Varanasi is a veritable paradise for pilgrims, who throng the 'Ghats' of the Ganges for spiritual rewards like deliverance from sin and attainment of nirvana. The Hindus believe that to die here on the banks of the Ganges is an assurance of heavenly bliss and emancipation from the eternal cycle of birth and death. So, many Hindus travel to Varanasi at the twilight hour of their life.
The place also has an intimate connection with a host of legendary figures and mythical characters, who are said to have actually lived here. Varanasi has found place in the Buddhist scriptures as well as the great Hindu epic of Mahabharata. The holy epic poem Shri Ramcharitmanas by Goswami Tulsidas was also written here. All this makes Varanasi a significantly holy place.
Great Ganges Ghats of Banaras
The 'Ghats' are undoubtedly the most valuable assets of Varanasi. None can imagine this holy city sans its numerous Ghats that dot the nearly 7 km arc line of the Ganges riverfront between the confluence of the River Asi in the south and the Varuna in the north.
What Are 'Ghats'?
These are a very special type of embankments that are actually long flights of wide stone steps leading down to the river where people can take a holy dip. But there are more to these Ghats than just bathing and cremating. Each of the eighty-four Ghats of Varanasi holds some special significance.
Viewing the Ghats from a boat on the Ganges, especially at
sunrise, is an unforgettable experience!
They offer a panoramic view of the various early morning
activities - from ablution to workout - of a multitude of people, for whom the
river is the be all and end all of life. It's also a pleasure to walk down the
entire stretch of the Ghats along the Ganges. Here people consult the
astrologers under their palm leaf parasols, buy offerings for rituals, sell
silk apparels and brassware, or just gaze at the faraway horizon where the
mighty river meets the heavens.
A Walk Along the Popular Ghats of Varanasi
One favourite way to view the extraordinary, kaleidoscopic and occasionally grotesque scenes on the Varanasi ghats is by boat on the Ganges.
The Tulsi Ghat is famous for its association with the poet Tulsidas (C.E 1547-1623).
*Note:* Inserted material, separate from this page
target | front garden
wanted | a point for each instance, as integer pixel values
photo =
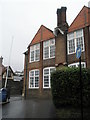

The Asi Ghat, situated in the south at the union of the rivers Ganga and Asi is significant for the Surya Shashthhi festival. The Ganga Mahal Ghat is an extension of the Asi Ghat, and includes a palace built by the Maharaja of Benaras in 1830. The King of Rivan's palace stands at the Rivan Ghat, another extension of the Asi Ghat.
- The Bhadaini Ghat is one of the most ancient sacred sites in Varanasi that got its name from the famous sun shrine. Janki Ghat is named after the Queen of Sursund State, and the Anandmayi Ghat after Mother Anandmayi. Vaccharaja Ghat is a holy place for the Jain community, for it is close to the birthplace of the seventh Jain Tirthankara. Beside it is the Jain Ghat, which has two Jain temples on it. Nishadraj Ghat, named after Nisad, a mythical and heroic fisherman in Ramayana, is a place for boatmen and fishermen.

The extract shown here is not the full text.